IVE, (G)I-DLE, LE SSERAFIM, and other groups are sweeping across charts with three-minute-long songs.
The exponential growth of short-video platforms such as TikTok and YouTube shorts are bringing about new changes in the K-pop industry. K-pop idols are opting for short videos for promotions and interactive activities with fans. At the same time, dance challenge is becoming the dominant form of communication with fans in every new comeback.
To catch up with the current shift, idol groups are focusing on reducing the length of their songs and producing a more compact music release. In the past, a song could reach up to 6 minutes to tell a whole story from start to end. However, nowadays, songs rarely last more than 3 minutes. This “3-minute” formula is applied across a range of songs, such as aespa’s “Spicy” (3 minutes 17 seconds), IVE’s “I AM” (3 minutes 3 seconds), (G)I-DLE’s “Queencard” (2 minutes 41 seconds), and LE SSERAFIM’s “Unforgiven (feat. Nile Rodgers)” (3 minutes 2 seconds), to name a few.

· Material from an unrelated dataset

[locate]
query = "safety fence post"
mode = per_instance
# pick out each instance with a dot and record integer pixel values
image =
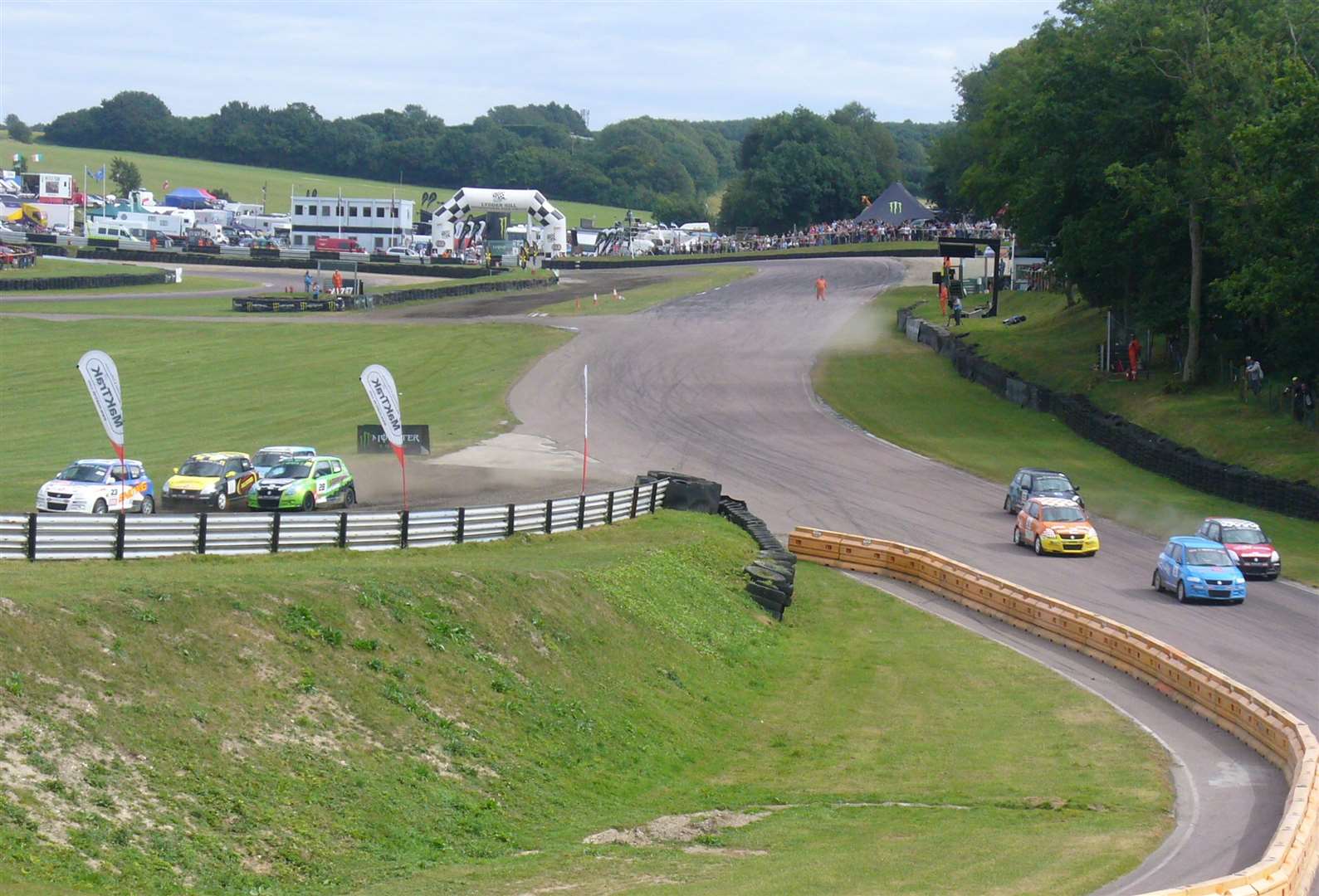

According to Star News, this length is more “TikTok-friendly”. When a song is shorter and its tempo is faster, that song becomes an earworm. According to industry insiders, almost all of the songs these days omit intros and grab attention with choruses or hook parts of a song.
Optimizing stage performances is another reason leading to a shortened track. One professional opinion stated that a shorter duration allowed idols to perform powerful, energy-consuming choreography with experiencing physical tolls.
Nonetheless, this does not affect the completeness of a music release and only reflects a producer’s sensitivity to public taste, according to experts.